Passing a callable object to Thread

castironpi at gmail.com castironpi at gmail.com
Mon Feb 18 22:20:31 EST 2008


> >>>> a= object()
> >>>> (a,) is a
> > False
>
> (a,) is not identical with a.
>
> >>>> (a,) is (a,)
> > False
>
> The tuple on the left is not identical with the tuple on the right, even
> though they are equivalent.
>
> >>>> a is a
> > True
>
> The variable on the left is identical with the one on the right.  This
> is not the same comparison as "(a,) is (a,)", which actually contains
> the construction of two distinct objects.  The moral equivalent of "a is
> a" would be:
>
>  >>> b = (a,)
>  >>> b is b
> True
>
> An interesting thing about Python is that numbers of built-in types are
> flyweights.  Unlike literals of non-flyweight types, distinct instances
> of a given numeric literal actually refer to the same object:
>
>  >>> 5 is 5
> True
>  >>> 999999999999999999999999999999 is 999999999999999999999999999999
> True
>  >>> 3.5 is 3.5
> True
>
> I wonder, will this be true of the upcoming Fraction class?
>
> >>>> (a,) == (a,)
> > True
>
> The two tuples are equivalent (though not identical).
>
> >>>> a= []
> >>>> a.append( a )
> >>>> a
> > [[...]]
>
> That's cool.  I don't think would have known off the top of my head how
> the interactive interpreter would display something like that.  Talk
> about a cyclic reference...
>
> >>>> tuple(a) is tuple(a)
> > False
>
> The tuple on the left is not identical with the tuple on the right, even
> though they are equivalent.  This is the sample as one of your earlier
> examples, just with slightly different syntax.
>
> > hasVanilla= True
> > hasStrawberry= True
> > hasChocolate= True
> > if hasVanilla:
> >   print "Vanilla"
> > if hasVanilla and not hasChocolate:
> >   print "and"
> > if hasStrawberry:
> >   print "Strawberry"
> > if hasVanilla or hasStrawberry and hasChocolate:
> >   print "and"
> > if hasChocolate:
> >   print "Chocolate."
>
> You've tried to implement a set using a set of flags to indicate whether
> various items have membership in that set.  See how an object
> representing a given flavor would have to be distinct from the object
> (boolean flag) indicating its set membership?  Btw, your formatting
> could use some work. :)  Some flavor combinations cause extra "ands" to
> be printed.

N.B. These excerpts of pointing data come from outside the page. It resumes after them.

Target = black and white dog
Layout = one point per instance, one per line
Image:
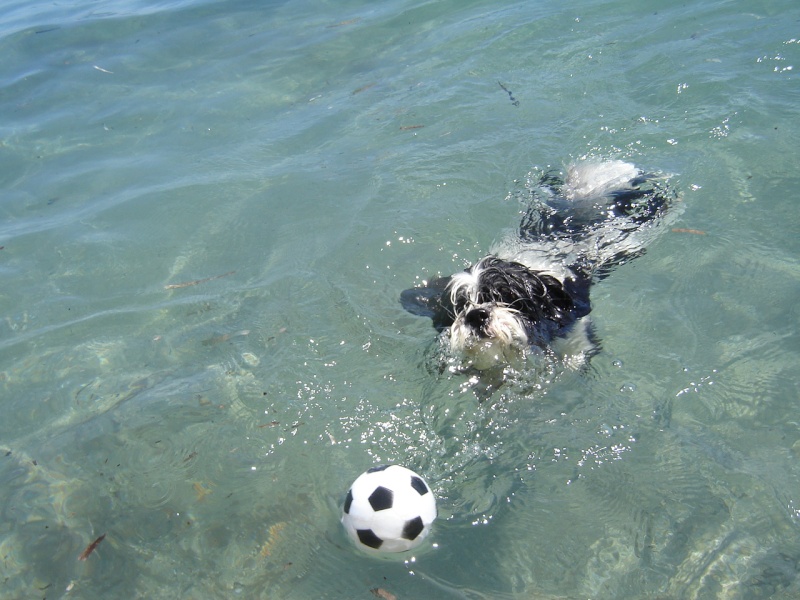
(532, 292)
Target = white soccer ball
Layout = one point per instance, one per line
(389, 509)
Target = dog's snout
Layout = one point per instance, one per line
(476, 318)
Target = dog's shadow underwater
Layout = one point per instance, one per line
(530, 295)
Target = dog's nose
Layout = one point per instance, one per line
(476, 318)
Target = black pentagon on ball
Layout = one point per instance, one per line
(419, 485)
(368, 538)
(381, 498)
(413, 528)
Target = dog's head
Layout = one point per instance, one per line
(493, 312)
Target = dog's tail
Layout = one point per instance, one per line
(601, 215)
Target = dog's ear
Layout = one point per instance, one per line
(430, 301)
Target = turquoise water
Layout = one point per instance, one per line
(209, 211)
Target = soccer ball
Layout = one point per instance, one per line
(389, 509)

Here's a little test harness, with PEP-friendly variable
> names, and showing how your booleans corresponding directly with
> traditional bit-bucket flag sets:
>
> def print_flavors(flags):
>
>      print flags
>
>      vanilla = flags & 1
>      strawberry = flags & 2
>      chocolate = flags & 4
>
>      if vanilla:
>          print "Vanilla"
>      if vanilla and not chocolate:
>          print "and"
>      if strawberry:
>          print "Strawberry"
>      if vanilla or strawberry and chocolate:
>          print "and"
>      if chocolate:
>          print "Chocolate."
>
> if __name__ == '__main__':
>      for flavor_flags in range(8):
>          print_flavors(flavor_flags)- Hide quoted text -
>
> - Show quoted text -

while True:
   "No, it's the element."
   "No, it's a tuple with one element."